George Borrow tells us that when he was walking through Cardiganshire, he came one evening to a large sheet of water not far from Tregaron. He must needs find out the name of this little lake, and therefore knocked at the door of a cottage that happened to be close by, in order to ask the information. A woman opened the door, of whom Borrow seems to have asked a great many tiresome questions, after his usual habit; but this time he elicited the curious information from his victim that a fairy cow was supposed to live in the lake, a "water-cow, that used to come out at night, and eat people's clover in the fields." That odd tradition was living only sixty years ago, which is interesting to think of.

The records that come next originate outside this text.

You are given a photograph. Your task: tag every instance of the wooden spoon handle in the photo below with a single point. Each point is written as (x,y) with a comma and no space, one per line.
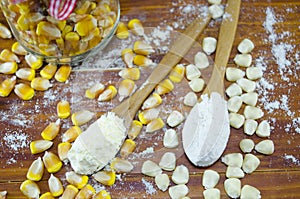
(181,46)
(225,43)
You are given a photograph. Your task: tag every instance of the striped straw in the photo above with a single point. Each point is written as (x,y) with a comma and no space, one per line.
(61,10)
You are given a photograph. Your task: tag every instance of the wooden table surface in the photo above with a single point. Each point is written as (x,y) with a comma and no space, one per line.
(273,26)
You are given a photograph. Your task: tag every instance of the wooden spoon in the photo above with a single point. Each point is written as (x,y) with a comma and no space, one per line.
(206,130)
(92,150)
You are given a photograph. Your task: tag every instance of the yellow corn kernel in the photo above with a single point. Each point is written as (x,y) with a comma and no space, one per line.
(84,26)
(164,87)
(8,56)
(136,26)
(48,29)
(27,74)
(127,148)
(152,101)
(66,30)
(71,134)
(62,149)
(70,192)
(73,38)
(24,91)
(86,192)
(18,49)
(8,68)
(177,73)
(30,189)
(39,146)
(63,109)
(148,115)
(63,73)
(105,177)
(126,88)
(121,165)
(23,22)
(7,86)
(33,61)
(77,180)
(122,31)
(48,71)
(130,73)
(103,194)
(36,170)
(52,162)
(4,32)
(127,57)
(40,84)
(51,131)
(143,61)
(82,117)
(46,195)
(142,48)
(155,125)
(108,94)
(94,91)
(55,186)
(135,129)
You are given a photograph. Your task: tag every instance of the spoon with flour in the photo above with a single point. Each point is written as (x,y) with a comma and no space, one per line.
(206,130)
(101,141)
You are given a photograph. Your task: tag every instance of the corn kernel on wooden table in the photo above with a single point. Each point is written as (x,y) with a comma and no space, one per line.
(273,26)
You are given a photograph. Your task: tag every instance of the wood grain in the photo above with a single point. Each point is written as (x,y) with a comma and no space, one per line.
(276,177)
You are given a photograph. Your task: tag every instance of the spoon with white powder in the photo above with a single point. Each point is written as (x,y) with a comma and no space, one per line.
(206,130)
(101,141)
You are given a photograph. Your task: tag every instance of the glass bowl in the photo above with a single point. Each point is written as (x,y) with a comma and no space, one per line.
(89,28)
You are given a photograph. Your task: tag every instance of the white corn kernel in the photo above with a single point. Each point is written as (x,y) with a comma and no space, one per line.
(197,84)
(234,74)
(178,191)
(234,172)
(234,104)
(246,84)
(162,181)
(192,72)
(209,45)
(190,99)
(265,147)
(250,163)
(251,112)
(233,159)
(246,145)
(250,192)
(201,60)
(168,161)
(236,120)
(243,60)
(250,126)
(233,90)
(254,73)
(213,193)
(55,186)
(263,129)
(175,118)
(246,46)
(210,179)
(214,1)
(216,11)
(150,168)
(181,175)
(250,98)
(170,139)
(233,187)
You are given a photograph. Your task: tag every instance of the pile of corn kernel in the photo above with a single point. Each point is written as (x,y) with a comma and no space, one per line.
(88,24)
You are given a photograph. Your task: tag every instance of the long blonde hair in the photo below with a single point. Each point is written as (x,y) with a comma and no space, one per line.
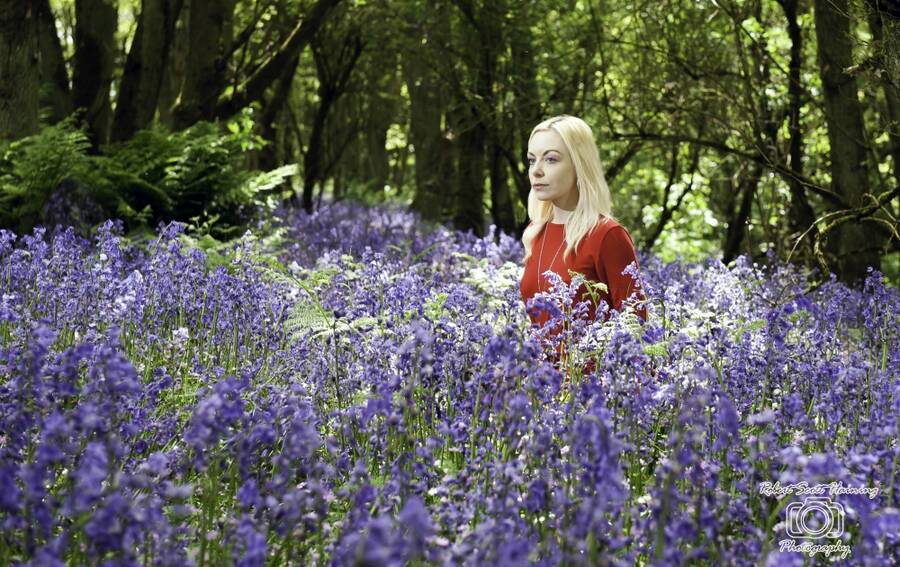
(594,203)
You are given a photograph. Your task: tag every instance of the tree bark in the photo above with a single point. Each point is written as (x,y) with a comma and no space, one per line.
(143,73)
(209,40)
(433,151)
(269,155)
(55,92)
(334,74)
(887,43)
(95,51)
(800,215)
(737,224)
(19,68)
(852,245)
(527,111)
(255,86)
(174,73)
(501,202)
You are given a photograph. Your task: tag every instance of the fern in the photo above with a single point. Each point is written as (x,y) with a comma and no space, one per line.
(33,169)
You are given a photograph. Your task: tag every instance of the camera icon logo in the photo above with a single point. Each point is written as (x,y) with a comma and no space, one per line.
(817,517)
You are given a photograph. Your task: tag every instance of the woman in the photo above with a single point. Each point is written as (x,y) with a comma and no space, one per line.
(572,227)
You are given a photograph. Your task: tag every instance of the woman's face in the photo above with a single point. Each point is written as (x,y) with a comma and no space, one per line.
(551,170)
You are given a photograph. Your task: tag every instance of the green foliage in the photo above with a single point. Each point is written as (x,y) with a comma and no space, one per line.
(197,175)
(31,168)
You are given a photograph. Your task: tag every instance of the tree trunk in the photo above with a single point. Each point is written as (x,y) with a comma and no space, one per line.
(269,157)
(889,46)
(382,112)
(173,76)
(95,51)
(144,66)
(854,247)
(527,108)
(737,224)
(469,209)
(19,68)
(501,202)
(55,92)
(210,31)
(256,84)
(433,151)
(801,215)
(334,73)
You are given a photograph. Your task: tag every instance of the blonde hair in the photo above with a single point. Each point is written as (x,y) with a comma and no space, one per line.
(594,203)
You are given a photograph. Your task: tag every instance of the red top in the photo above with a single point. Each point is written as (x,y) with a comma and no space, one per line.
(602,255)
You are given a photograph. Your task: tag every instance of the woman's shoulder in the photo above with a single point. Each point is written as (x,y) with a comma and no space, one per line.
(603,226)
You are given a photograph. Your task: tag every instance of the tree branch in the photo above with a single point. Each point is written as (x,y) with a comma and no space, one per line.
(255,85)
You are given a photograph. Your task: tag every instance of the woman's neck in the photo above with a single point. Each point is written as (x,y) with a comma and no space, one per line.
(560,216)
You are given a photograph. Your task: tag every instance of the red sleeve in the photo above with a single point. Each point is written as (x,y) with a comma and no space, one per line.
(616,253)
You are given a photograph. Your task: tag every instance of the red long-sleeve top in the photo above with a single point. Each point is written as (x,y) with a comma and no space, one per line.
(602,256)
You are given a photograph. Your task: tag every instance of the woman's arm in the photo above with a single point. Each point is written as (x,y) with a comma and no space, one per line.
(616,253)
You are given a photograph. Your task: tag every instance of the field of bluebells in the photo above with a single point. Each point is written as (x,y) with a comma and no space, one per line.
(353,388)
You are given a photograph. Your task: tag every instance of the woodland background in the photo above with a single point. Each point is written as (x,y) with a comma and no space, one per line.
(725,127)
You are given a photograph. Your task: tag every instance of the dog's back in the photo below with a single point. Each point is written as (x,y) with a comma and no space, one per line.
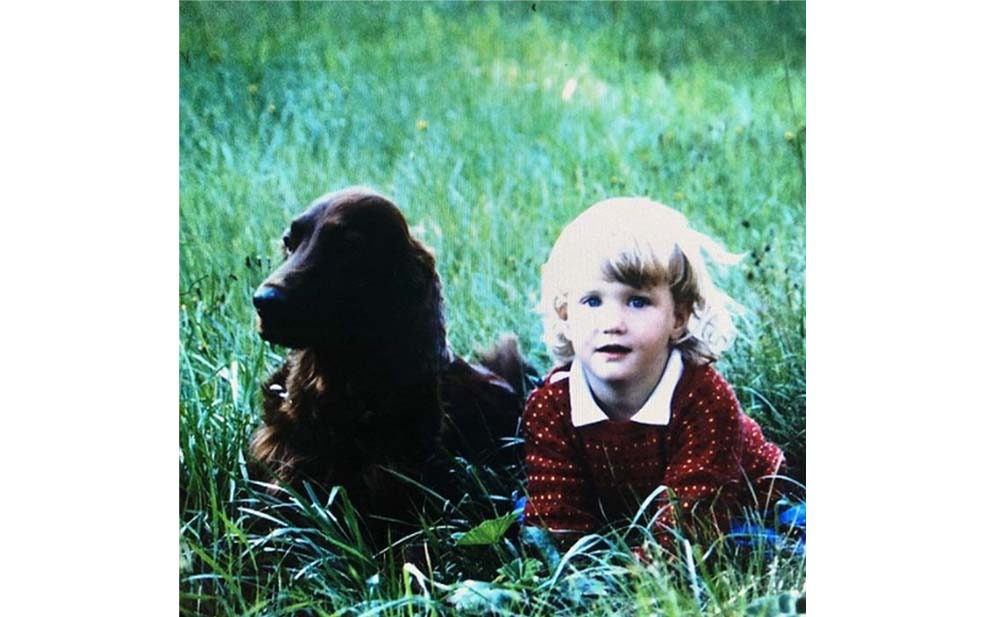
(371,396)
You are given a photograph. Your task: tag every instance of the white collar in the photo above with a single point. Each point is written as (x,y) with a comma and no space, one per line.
(656,410)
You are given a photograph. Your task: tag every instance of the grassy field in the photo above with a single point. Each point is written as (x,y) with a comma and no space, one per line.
(461,113)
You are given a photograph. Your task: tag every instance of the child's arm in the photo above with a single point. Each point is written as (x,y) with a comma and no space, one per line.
(557,488)
(704,449)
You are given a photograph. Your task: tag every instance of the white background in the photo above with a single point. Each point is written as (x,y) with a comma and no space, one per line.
(896,161)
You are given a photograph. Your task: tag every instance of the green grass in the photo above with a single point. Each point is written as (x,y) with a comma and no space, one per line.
(455,110)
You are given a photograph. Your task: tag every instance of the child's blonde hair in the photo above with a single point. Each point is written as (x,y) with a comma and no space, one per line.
(640,243)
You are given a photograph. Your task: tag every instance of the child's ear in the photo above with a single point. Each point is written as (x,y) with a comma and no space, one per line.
(681,315)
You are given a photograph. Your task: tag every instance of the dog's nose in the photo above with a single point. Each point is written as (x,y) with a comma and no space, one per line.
(267,299)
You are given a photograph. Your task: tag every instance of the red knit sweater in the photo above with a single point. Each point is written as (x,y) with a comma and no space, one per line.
(709,454)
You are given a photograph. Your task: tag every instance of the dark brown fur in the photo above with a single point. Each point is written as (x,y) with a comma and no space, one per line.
(371,385)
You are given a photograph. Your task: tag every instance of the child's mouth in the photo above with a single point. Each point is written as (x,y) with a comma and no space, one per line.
(614,350)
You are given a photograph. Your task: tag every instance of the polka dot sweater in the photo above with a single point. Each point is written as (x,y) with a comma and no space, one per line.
(713,457)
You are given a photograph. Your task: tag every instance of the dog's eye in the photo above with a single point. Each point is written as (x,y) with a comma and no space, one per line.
(287,245)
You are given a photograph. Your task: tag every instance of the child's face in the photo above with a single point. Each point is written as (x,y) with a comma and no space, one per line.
(620,333)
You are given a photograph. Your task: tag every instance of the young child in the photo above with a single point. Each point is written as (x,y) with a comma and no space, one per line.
(634,321)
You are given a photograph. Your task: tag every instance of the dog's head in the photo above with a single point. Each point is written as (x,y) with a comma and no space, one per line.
(352,273)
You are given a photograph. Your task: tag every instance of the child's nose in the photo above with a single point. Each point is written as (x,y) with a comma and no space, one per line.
(612,319)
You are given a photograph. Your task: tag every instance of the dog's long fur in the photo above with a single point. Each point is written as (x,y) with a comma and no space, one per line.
(371,385)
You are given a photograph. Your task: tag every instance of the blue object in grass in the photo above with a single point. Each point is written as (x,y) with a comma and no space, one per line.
(520,501)
(790,533)
(794,516)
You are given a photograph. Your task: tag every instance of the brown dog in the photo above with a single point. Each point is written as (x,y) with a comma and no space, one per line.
(372,385)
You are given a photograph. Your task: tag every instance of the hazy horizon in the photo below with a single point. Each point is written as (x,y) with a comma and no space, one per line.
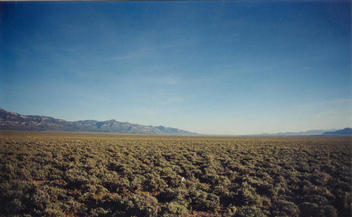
(209,67)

Now I have told the little I have been able to gather about the Tylwyth Teg and their ways, and so we will bid them farewell, and turn to more serious subjects.


CHAPTER VIII

WISE MEN, WITCHES, AND FAMILY CURSES

"Wizards that peep and that mutter."


When reading a provincial daily paper a few days ago, I came across the following paragraph:

"Although the school-master has been abroad in Wales for quite a long time, the belief in witchcraft still lingers here and there, and cropped up yesterday in an assault case at Aberavon, where one woman accused another of 'marking her house with a criss-cross to bewitch her.'"

It seems curious to read these words in the twentieth century, and it is hard to realise that a very few generations ago the woman who had put the "criss-cross" on her neighbour's house would have stood a very good chance of losing her life by being ducked by the mob for a witch, if indeed legal proceedings had not been taken against her.